FÖRDERPROGRAMM

Land fördert Sportvereine in Balve mit 300.000 Euro

Kreissportverband informiert über Landesfördermittel.  

Kreissportverband informiert über Landesfördermittel.  

Foto: KSB

Balve/Iserlohn.  Balves Sportvereinen winken 300.000 Euro Fördergeld. Der Kreissportverband informierte über die Einzelheiten des Programms. Offene Fragen blieben.

Inhalt 
ARTIKEL AUF EINER SEITE LESEN >

Das Land fördert Sport in Balve mit insgesamt 300.000 Euro. Das teilte der Geschäftsführer des Kreissportbundes, Sebastian Pahlke, in Iserlohn mit.

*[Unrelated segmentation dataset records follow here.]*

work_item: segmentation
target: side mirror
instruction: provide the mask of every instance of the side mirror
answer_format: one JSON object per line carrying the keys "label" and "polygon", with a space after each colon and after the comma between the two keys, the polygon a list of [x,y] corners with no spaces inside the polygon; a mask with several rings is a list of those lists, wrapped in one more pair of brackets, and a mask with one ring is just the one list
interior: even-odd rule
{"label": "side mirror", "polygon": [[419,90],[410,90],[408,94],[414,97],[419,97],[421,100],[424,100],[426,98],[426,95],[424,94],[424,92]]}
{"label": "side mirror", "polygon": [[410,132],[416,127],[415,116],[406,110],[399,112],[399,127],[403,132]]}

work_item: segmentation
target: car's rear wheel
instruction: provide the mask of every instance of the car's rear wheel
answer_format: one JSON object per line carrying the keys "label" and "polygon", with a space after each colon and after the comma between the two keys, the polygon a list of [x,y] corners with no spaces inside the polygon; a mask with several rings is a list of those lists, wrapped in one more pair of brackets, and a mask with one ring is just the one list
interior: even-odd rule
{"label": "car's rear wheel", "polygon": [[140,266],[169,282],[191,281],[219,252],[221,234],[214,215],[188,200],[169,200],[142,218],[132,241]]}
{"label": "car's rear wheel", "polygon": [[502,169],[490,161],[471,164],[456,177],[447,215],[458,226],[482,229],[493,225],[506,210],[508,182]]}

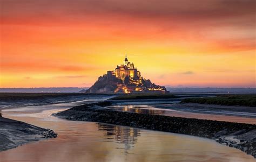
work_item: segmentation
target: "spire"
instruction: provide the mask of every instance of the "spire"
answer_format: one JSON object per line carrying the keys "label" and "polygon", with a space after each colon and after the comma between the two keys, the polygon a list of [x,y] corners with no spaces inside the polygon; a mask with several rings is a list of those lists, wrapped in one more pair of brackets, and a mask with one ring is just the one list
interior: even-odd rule
{"label": "spire", "polygon": [[127,55],[125,54],[125,59],[124,59],[124,65],[127,65],[128,64],[128,59],[127,59]]}

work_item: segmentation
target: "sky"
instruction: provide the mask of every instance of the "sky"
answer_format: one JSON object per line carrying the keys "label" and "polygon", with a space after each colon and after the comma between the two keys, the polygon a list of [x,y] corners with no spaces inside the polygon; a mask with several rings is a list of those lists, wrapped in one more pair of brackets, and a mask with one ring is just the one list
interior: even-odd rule
{"label": "sky", "polygon": [[0,87],[88,87],[123,63],[172,87],[256,87],[256,1],[1,0]]}

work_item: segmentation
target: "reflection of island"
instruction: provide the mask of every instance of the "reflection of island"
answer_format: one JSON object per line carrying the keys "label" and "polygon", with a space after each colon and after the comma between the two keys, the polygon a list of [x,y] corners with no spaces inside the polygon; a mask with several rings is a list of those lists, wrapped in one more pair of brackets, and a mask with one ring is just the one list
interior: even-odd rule
{"label": "reflection of island", "polygon": [[147,105],[137,106],[133,105],[113,105],[109,107],[122,111],[128,111],[143,114],[163,115],[165,113],[165,111],[152,109],[151,109],[151,107]]}
{"label": "reflection of island", "polygon": [[[98,128],[100,131],[106,131],[105,136],[114,136],[114,139],[118,143],[124,144],[125,152],[133,147],[137,140],[137,137],[140,135],[139,129],[131,127],[99,123]],[[107,137],[107,138],[110,139],[109,137]]]}

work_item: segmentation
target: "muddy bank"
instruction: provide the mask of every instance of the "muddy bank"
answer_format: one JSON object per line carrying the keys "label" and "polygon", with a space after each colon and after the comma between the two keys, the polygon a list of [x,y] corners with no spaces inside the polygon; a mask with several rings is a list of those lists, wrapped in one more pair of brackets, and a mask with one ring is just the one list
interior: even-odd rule
{"label": "muddy bank", "polygon": [[0,114],[0,151],[24,144],[55,138],[52,130],[3,117]]}
{"label": "muddy bank", "polygon": [[72,102],[99,96],[111,96],[81,93],[0,93],[0,109]]}
{"label": "muddy bank", "polygon": [[102,122],[208,138],[256,158],[256,125],[122,112],[104,108],[111,104],[107,101],[85,104],[55,115],[73,121]]}

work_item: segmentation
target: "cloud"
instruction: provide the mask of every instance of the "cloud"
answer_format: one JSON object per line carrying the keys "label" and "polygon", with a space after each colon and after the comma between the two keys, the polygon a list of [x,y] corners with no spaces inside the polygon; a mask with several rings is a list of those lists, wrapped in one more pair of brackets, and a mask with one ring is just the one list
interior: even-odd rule
{"label": "cloud", "polygon": [[79,71],[84,70],[84,68],[78,66],[66,66],[60,68],[60,69],[64,71]]}
{"label": "cloud", "polygon": [[57,78],[85,78],[86,75],[67,75],[67,76],[59,76]]}
{"label": "cloud", "polygon": [[182,73],[181,74],[186,74],[186,75],[190,75],[190,74],[193,74],[194,72],[193,72],[192,71],[186,71],[186,72]]}

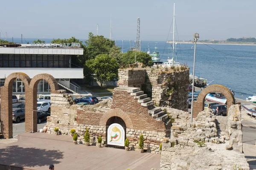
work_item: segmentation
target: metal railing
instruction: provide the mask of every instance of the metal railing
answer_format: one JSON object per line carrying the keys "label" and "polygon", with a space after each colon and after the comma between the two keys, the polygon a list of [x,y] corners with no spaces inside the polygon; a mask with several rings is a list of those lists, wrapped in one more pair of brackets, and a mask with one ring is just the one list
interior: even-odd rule
{"label": "metal railing", "polygon": [[57,81],[58,82],[61,83],[68,89],[71,90],[75,93],[78,93],[79,88],[70,83],[70,82],[65,80],[63,79],[57,79]]}

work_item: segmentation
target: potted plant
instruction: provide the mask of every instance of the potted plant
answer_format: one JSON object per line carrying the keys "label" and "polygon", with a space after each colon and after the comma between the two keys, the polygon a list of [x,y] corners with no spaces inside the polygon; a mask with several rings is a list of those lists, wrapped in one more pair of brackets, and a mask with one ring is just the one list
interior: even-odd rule
{"label": "potted plant", "polygon": [[54,133],[56,135],[58,135],[59,134],[59,129],[58,128],[54,128],[54,129],[53,130],[54,130]]}
{"label": "potted plant", "polygon": [[74,135],[74,134],[75,134],[75,133],[76,133],[76,130],[75,130],[74,129],[72,129],[70,130],[70,133],[71,133],[71,136],[73,136]]}
{"label": "potted plant", "polygon": [[85,134],[84,136],[84,144],[86,146],[89,146],[90,143],[90,133],[89,133],[89,130],[88,128],[86,128],[86,130],[85,131]]}
{"label": "potted plant", "polygon": [[126,139],[125,141],[125,150],[128,151],[130,150],[130,147],[129,147],[129,144],[130,144],[130,142],[129,142],[129,139],[128,138],[126,138]]}
{"label": "potted plant", "polygon": [[101,143],[102,142],[102,138],[100,136],[99,136],[99,138],[98,138],[98,143],[97,144],[97,145],[98,146],[98,147],[102,147],[102,145]]}
{"label": "potted plant", "polygon": [[74,133],[73,135],[73,142],[74,144],[77,144],[77,134],[76,133]]}
{"label": "potted plant", "polygon": [[143,135],[142,134],[140,136],[140,140],[139,141],[139,151],[141,153],[144,152],[144,149],[143,148],[144,147],[144,140],[145,139]]}

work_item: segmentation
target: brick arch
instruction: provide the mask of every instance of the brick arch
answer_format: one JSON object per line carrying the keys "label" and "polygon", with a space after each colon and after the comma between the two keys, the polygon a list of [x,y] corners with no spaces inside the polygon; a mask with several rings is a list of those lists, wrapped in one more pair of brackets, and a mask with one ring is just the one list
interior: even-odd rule
{"label": "brick arch", "polygon": [[[5,80],[4,85],[1,87],[0,94],[1,96],[1,131],[4,137],[6,139],[12,138],[12,86],[13,82],[16,78],[20,79],[25,86],[25,96],[28,96],[29,94],[29,85],[30,78],[23,73],[14,73],[9,75]],[[25,100],[25,105],[27,105]],[[25,107],[25,113],[27,113],[28,108]],[[25,116],[28,116],[25,113]],[[29,120],[25,119],[26,123]]]}
{"label": "brick arch", "polygon": [[197,101],[193,103],[193,117],[196,117],[198,113],[204,110],[204,103],[206,95],[212,91],[217,91],[223,94],[227,99],[227,110],[231,105],[235,104],[235,98],[228,88],[222,85],[211,85],[204,88],[199,94]]}
{"label": "brick arch", "polygon": [[28,124],[27,126],[26,126],[26,124],[25,125],[26,132],[36,132],[37,130],[37,113],[36,111],[33,110],[37,110],[38,85],[40,80],[42,79],[49,83],[51,88],[51,94],[56,93],[56,91],[59,89],[57,81],[51,75],[47,74],[39,74],[35,76],[32,78],[29,84],[29,98],[28,99],[28,100],[26,99],[26,100],[28,100],[28,102],[31,103],[29,105],[28,108],[30,116],[29,119],[31,120],[31,121],[29,124]]}
{"label": "brick arch", "polygon": [[127,113],[120,109],[111,109],[103,114],[99,121],[100,126],[106,126],[107,121],[113,116],[121,118],[125,122],[126,128],[133,128],[131,119]]}

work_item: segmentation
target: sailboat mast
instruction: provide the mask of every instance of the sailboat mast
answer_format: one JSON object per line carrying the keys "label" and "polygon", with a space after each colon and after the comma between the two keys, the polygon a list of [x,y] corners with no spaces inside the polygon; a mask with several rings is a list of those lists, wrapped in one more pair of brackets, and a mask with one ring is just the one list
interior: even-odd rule
{"label": "sailboat mast", "polygon": [[175,24],[175,3],[174,3],[173,6],[173,41],[172,41],[172,66],[173,67],[174,65],[174,25]]}

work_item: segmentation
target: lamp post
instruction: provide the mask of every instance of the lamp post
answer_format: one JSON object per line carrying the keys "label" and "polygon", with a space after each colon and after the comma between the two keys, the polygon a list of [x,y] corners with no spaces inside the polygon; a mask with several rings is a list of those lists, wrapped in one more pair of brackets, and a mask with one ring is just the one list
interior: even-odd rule
{"label": "lamp post", "polygon": [[191,103],[191,123],[193,122],[193,105],[194,103],[194,88],[195,88],[195,48],[196,48],[196,42],[198,39],[199,38],[199,34],[195,33],[194,36],[195,38],[195,52],[194,52],[194,66],[193,67],[193,84],[192,84],[192,101]]}

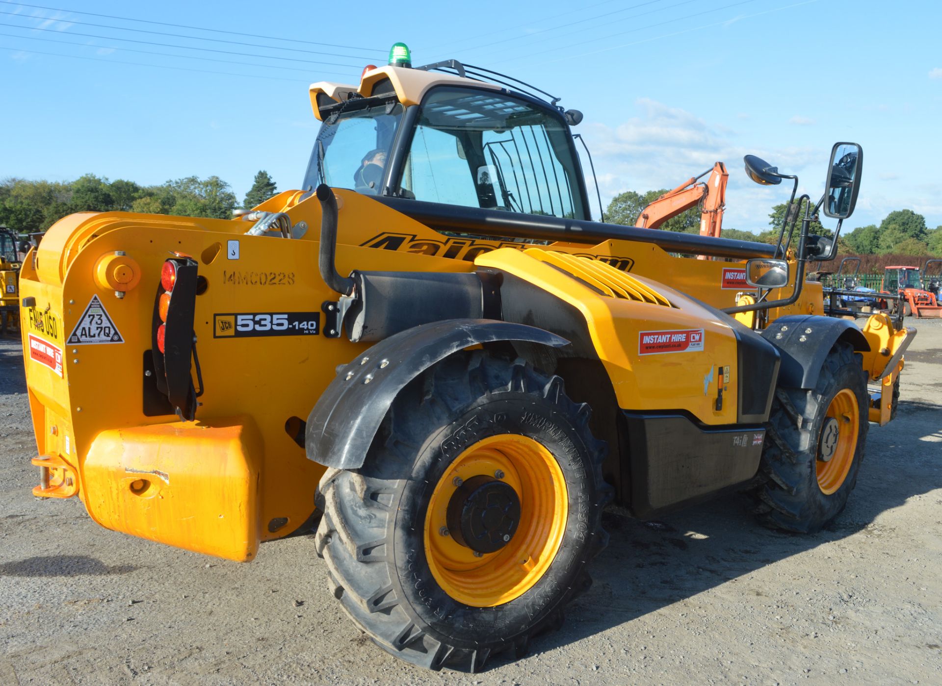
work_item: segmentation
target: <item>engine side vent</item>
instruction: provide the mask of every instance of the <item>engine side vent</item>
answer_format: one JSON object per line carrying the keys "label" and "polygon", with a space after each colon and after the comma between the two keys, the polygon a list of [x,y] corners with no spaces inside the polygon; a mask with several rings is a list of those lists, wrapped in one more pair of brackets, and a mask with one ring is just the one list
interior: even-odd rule
{"label": "engine side vent", "polygon": [[535,247],[525,250],[525,252],[535,260],[552,264],[558,269],[561,269],[577,279],[585,281],[608,297],[636,300],[638,302],[651,303],[652,305],[662,305],[668,308],[674,307],[670,300],[647,284],[642,283],[630,274],[626,274],[599,260],[577,257],[558,250],[542,250]]}

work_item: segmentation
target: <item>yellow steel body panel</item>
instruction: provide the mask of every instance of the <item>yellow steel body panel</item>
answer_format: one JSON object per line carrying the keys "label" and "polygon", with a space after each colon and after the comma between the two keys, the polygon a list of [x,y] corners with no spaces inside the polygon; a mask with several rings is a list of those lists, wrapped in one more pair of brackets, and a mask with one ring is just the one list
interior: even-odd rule
{"label": "yellow steel body panel", "polygon": [[[507,268],[583,312],[593,343],[611,375],[623,407],[681,408],[709,424],[735,422],[735,338],[725,325],[676,292],[693,293],[715,307],[733,305],[741,289],[726,283],[729,279],[724,270],[741,269],[741,264],[675,258],[657,246],[627,241],[546,247],[627,273],[629,278],[618,279],[612,278],[611,270],[595,270],[596,276],[618,288],[643,284],[647,291],[676,302],[674,307],[665,307],[608,297],[545,262],[524,254],[522,250],[528,248],[533,250],[530,254],[543,252],[530,244],[446,235],[368,197],[348,190],[335,193],[339,205],[337,266],[342,274],[354,268],[472,271],[476,262]],[[261,474],[252,531],[260,540],[282,537],[313,513],[314,493],[323,468],[306,458],[303,449],[286,432],[285,423],[292,418],[306,419],[333,378],[336,366],[349,362],[367,344],[322,335],[274,340],[225,337],[214,324],[216,314],[319,312],[322,302],[336,299],[337,294],[317,273],[320,207],[316,199],[301,201],[302,195],[301,191],[286,191],[258,207],[286,212],[295,225],[306,222],[309,228],[300,239],[247,236],[251,223],[244,220],[84,213],[57,222],[25,261],[21,296],[34,297],[36,306],[21,310],[21,323],[37,455],[61,460],[70,473],[77,475],[79,497],[92,517],[103,523],[106,519],[106,526],[183,545],[177,535],[182,526],[176,521],[180,510],[160,507],[155,501],[157,506],[152,507],[148,517],[167,520],[151,526],[153,521],[148,519],[151,528],[143,534],[141,521],[111,517],[106,515],[107,508],[89,504],[110,498],[107,494],[115,487],[106,484],[107,470],[96,466],[99,476],[91,481],[86,473],[89,451],[103,432],[111,432],[107,454],[117,455],[118,443],[123,439],[121,437],[128,436],[128,431],[138,437],[134,432],[146,434],[150,427],[176,422],[172,415],[143,414],[143,357],[151,349],[160,268],[171,251],[193,256],[208,286],[197,297],[194,322],[205,382],[205,392],[200,398],[203,405],[196,413],[198,423],[211,426],[219,418],[247,415],[260,437],[241,448],[245,463],[257,466]],[[233,240],[238,241],[238,259],[230,259],[228,242]],[[111,259],[116,251],[124,252],[127,260]],[[578,263],[586,268],[581,261]],[[125,289],[122,297],[115,293],[116,283]],[[92,296],[104,305],[123,343],[66,344]],[[682,306],[677,306],[681,300]],[[820,289],[816,292],[806,287],[789,311],[806,312],[817,308],[820,312]],[[678,328],[704,328],[704,351],[651,355],[641,363],[641,331]],[[39,359],[42,348],[45,352],[53,348],[61,351],[57,369],[31,355],[29,344],[34,340],[39,342]],[[713,404],[722,366],[731,367],[732,378],[725,385],[723,409],[717,411]],[[295,421],[292,425],[297,425]],[[56,435],[51,433],[53,427]],[[95,453],[96,460],[100,459],[98,455]],[[193,458],[200,458],[199,452]],[[186,469],[183,473],[187,473]],[[196,483],[196,477],[192,478]],[[209,517],[209,510],[203,516]],[[283,518],[287,523],[269,531],[269,522]],[[231,518],[224,518],[222,524],[216,522],[214,526],[229,521]],[[232,523],[236,526],[237,522]],[[244,522],[224,537],[241,540]],[[233,556],[235,550],[232,546],[228,552],[210,550],[208,542],[187,545],[228,556]],[[250,545],[245,550],[253,549]]]}
{"label": "yellow steel body panel", "polygon": [[871,314],[863,327],[864,337],[870,349],[864,351],[864,370],[869,375],[871,381],[880,381],[880,402],[877,406],[870,405],[869,421],[881,426],[889,423],[893,410],[893,387],[904,364],[903,359],[896,363],[894,369],[886,365],[896,355],[901,345],[911,335],[909,329],[893,328],[893,322],[883,312]]}
{"label": "yellow steel body panel", "polygon": [[[595,290],[534,259],[530,249],[500,249],[479,257],[479,266],[520,277],[577,308],[586,318],[589,334],[609,373],[623,409],[683,409],[706,424],[737,420],[737,341],[732,328],[705,308],[674,292],[674,307],[600,295]],[[698,262],[690,260],[690,262]],[[647,279],[640,279],[642,282]],[[647,282],[651,290],[658,288]],[[670,295],[668,295],[670,298]],[[642,352],[642,334],[703,329],[702,345],[692,352]],[[642,359],[643,358],[643,360]],[[725,385],[723,407],[715,408],[723,369],[732,375]]]}
{"label": "yellow steel body panel", "polygon": [[85,506],[108,529],[248,561],[263,453],[248,417],[102,431],[85,458]]}

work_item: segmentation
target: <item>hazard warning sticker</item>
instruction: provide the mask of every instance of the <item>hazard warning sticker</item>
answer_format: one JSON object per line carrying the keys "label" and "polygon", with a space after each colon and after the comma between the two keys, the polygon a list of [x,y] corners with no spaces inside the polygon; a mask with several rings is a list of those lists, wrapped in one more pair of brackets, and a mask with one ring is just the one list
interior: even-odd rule
{"label": "hazard warning sticker", "polygon": [[736,290],[749,288],[749,284],[746,283],[746,268],[723,267],[723,288]]}
{"label": "hazard warning sticker", "polygon": [[39,336],[29,334],[29,359],[62,375],[62,349],[43,341]]}
{"label": "hazard warning sticker", "polygon": [[111,321],[98,295],[91,296],[91,302],[85,308],[78,324],[66,339],[66,345],[82,345],[85,343],[124,343],[118,327]]}
{"label": "hazard warning sticker", "polygon": [[704,330],[642,331],[638,334],[638,354],[692,353],[704,349]]}

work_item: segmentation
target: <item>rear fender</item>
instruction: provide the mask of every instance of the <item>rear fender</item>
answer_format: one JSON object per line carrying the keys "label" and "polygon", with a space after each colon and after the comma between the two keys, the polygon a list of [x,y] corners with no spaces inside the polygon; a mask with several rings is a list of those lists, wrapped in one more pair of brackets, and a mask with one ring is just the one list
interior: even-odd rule
{"label": "rear fender", "polygon": [[497,341],[562,347],[554,333],[489,319],[448,319],[401,331],[340,367],[307,418],[308,459],[325,467],[363,465],[373,437],[399,391],[422,372],[463,348]]}
{"label": "rear fender", "polygon": [[824,359],[837,341],[846,341],[859,352],[870,349],[853,322],[813,314],[779,317],[762,331],[762,337],[782,355],[778,385],[787,389],[813,389]]}

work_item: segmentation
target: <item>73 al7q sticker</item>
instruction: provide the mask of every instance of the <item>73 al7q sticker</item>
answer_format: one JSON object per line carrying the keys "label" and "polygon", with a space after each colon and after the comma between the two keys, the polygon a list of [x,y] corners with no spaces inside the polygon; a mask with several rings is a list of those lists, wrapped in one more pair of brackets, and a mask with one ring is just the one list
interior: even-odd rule
{"label": "73 al7q sticker", "polygon": [[638,334],[639,355],[692,353],[702,352],[703,349],[704,330],[702,328],[642,331]]}
{"label": "73 al7q sticker", "polygon": [[317,336],[320,312],[232,312],[213,315],[213,338]]}

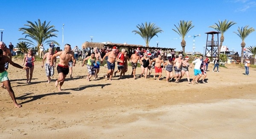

Alle 14 Stadt- und Gemeindesportverbände des Märkischen Kreises sind der Einladung des Kreissportbundes gefolgt und haben sich in Iserlohn über das Förderprogramm des Landes informieren lassen. Es heißt „Moderne Sportstätte 2022“.

Anträge ab Oktober

Der Kreissportbund machte die Stadt- und Gemeindesportverbände schlau, „da die Verbände die Federführung bei Mittelvergabe einnehmen werden“. Antragsberechtigt sind demnach Sportvereine mit Eigentum oder langjährigen Miet- oder Pachtverträgen. Die Anträge sind ab einer Höhe von 10.000 Euro möglich. Die Vorhaben der Sportvereine können voraussichtlich vom 1. Oktober an im Förderportal des Landesportbundes NRW eingestellt werden.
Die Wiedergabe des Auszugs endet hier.